The aim with all these developments in injectable insulin is to try to mimic the action of insulin secreted by the pancreas in the non-diabetic person. As well as the spurt of insulin that is triggered by carbohydrate being turned into blood glucose, there is a particular profile to the way that the supply of insulin tails off after a meal, and also a background trickle of insulin that is released into the bloodstream steadily for 24 hours a day. For this reason, other insulins have been developed. The first product combined insulin with zinc. Six insulin molecules grouped around the zinc atom forming a hexamer, and slowed the release of insulin to provide a longer-lasting hit. Nowadays, this is achieved by the addition of protamine, and these medium-acting insulins are called Isophane or NPH insulins (Insulatard, Humulin I).

There are also pre-mixed insulins, both Human (Humilin M3) and Analogue (Novomix 30, Humalog Mix 25 and Humalog Mix 50) that contain some short- and some medium-acting insulin. The number indicates the proportion of short-acting (25, 30 or 50%) to long-acting (75, 70 or 50%) insulin. And to replicate the trickle of background insulin, two analogue insulins have dominated the market for some time (Lantus/Glargine, Detemir/Levemir). Neither is perfect, they still have mild peaks of action rather than being flat through the day, and Levemir doesn't quite last 24 hours so some people have to inject it twice a day.
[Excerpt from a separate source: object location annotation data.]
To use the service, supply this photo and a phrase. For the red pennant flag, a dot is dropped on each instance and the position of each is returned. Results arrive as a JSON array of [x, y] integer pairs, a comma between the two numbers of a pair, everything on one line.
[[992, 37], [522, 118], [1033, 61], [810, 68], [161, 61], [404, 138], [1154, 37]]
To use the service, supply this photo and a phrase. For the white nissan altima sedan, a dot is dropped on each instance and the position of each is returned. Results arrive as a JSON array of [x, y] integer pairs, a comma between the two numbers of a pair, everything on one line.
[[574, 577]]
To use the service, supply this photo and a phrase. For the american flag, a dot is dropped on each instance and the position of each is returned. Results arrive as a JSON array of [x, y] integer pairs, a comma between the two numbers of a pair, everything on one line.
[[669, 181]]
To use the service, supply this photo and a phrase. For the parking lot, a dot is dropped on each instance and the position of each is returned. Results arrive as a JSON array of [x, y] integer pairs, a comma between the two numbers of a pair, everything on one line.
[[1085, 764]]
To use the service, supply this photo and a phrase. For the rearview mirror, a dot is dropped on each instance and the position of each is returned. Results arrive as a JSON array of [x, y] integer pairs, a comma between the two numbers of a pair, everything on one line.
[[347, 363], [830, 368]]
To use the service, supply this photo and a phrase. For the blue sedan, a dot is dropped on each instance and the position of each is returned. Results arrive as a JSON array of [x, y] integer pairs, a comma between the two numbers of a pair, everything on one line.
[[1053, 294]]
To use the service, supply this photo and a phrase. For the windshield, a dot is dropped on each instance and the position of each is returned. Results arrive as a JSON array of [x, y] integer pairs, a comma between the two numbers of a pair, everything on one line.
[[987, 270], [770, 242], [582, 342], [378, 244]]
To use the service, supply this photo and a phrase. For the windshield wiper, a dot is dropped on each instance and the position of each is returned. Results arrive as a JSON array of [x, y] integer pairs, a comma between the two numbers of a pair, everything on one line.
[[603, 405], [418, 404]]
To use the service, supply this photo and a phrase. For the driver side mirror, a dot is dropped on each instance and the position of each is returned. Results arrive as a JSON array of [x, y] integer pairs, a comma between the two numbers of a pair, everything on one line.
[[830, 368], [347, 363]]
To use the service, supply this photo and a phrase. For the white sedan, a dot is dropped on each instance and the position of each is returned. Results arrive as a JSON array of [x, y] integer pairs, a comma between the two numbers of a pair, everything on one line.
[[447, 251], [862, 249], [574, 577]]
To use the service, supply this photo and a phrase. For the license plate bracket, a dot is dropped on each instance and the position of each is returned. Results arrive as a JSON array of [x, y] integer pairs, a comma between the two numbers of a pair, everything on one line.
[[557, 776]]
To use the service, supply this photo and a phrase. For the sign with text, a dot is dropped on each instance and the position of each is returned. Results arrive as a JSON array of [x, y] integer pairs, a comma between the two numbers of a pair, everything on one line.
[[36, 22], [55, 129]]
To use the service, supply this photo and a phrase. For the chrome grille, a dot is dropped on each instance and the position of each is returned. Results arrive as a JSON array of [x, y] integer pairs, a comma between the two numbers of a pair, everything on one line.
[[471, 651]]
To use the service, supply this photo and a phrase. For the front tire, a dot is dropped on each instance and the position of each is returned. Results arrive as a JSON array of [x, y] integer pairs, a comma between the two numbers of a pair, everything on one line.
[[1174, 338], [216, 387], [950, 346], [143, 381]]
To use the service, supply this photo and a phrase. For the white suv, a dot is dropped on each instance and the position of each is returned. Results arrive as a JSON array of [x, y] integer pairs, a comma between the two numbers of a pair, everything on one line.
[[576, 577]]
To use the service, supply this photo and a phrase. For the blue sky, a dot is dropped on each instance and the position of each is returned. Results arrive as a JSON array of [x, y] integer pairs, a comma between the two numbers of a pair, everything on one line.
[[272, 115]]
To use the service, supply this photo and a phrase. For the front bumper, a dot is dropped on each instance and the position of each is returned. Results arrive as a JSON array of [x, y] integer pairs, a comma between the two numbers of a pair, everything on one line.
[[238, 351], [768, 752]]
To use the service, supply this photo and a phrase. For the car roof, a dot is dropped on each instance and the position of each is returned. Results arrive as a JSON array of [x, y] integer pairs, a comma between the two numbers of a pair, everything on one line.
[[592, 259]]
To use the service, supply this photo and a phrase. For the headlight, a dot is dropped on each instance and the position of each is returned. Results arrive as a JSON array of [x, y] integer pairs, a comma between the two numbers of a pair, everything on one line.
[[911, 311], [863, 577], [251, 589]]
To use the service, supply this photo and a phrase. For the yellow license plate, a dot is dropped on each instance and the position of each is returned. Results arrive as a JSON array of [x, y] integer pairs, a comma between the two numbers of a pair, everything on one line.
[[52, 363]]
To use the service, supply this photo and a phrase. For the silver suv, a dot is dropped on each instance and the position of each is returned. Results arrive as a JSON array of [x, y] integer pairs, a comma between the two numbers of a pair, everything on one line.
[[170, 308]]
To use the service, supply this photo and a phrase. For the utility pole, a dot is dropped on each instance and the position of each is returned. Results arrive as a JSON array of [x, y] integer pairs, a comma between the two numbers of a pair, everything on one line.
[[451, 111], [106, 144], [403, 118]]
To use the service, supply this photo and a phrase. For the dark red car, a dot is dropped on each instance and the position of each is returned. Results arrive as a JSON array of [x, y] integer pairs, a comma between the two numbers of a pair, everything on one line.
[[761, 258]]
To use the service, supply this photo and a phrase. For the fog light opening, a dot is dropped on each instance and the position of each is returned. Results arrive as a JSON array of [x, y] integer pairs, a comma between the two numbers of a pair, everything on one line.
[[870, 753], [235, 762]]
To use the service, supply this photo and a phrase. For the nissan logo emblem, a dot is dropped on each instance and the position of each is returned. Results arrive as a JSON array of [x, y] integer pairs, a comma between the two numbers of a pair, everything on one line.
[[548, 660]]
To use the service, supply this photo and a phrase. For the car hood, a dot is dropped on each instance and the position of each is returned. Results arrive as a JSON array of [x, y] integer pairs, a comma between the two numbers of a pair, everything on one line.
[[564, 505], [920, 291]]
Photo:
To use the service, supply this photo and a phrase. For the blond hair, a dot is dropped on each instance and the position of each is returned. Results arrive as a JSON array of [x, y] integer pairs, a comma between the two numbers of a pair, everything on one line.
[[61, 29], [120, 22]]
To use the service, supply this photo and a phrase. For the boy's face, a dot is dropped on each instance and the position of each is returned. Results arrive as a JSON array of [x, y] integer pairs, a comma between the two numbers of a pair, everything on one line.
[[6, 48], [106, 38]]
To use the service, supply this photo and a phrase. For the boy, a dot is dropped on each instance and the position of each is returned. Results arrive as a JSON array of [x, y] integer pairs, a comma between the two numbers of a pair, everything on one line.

The speaker also brought news of new developments not yet available. There is a new insulin (Linjeta) that may act almost as quickly as human insulin by including EDTA, which binds to zinc and prevents the formation of the hexamer, allowing the insulin to diffuse into the bloodstream more quickly. [At this point I asked why zinc was included at all, and the speaker thought it was necessary to ensure the stability of the product in storage before injection.] Another new insulin (Degludec) is hoped to provide the desired flat profile of background insulin by attaching a fatty acid side chain to the insulin. And a third development (Insupatch) is intended to speed up the release of insulin for people using insulin pumps by including a small heating element around the cannula, which increases the blood flow through the insulin-containing area of subcutaneous fat.

I'll have to go to the next local meeting, unfortunately, because being pre-Christmas, the speaker is a Dietitian. I'm not yet sure whether I'll mention the unfriendly nature of the meetings to any of the committee, of whom there are several present, wearing badges. They show no more inclination to talk to me than anyone else in the room.

1 comment:

  1. Consider this: send a note to the committee asking "who are these meetings for?" Point out that information exchange is an important interest to people who may attend (and might influence donations). Include the relevant paragraph from the earlier meeting account, and the whole of this one, except the sentence that identifies you, to prove that attenders are interested in the subject.

    See if that has any effect whatever. Or just put up with it.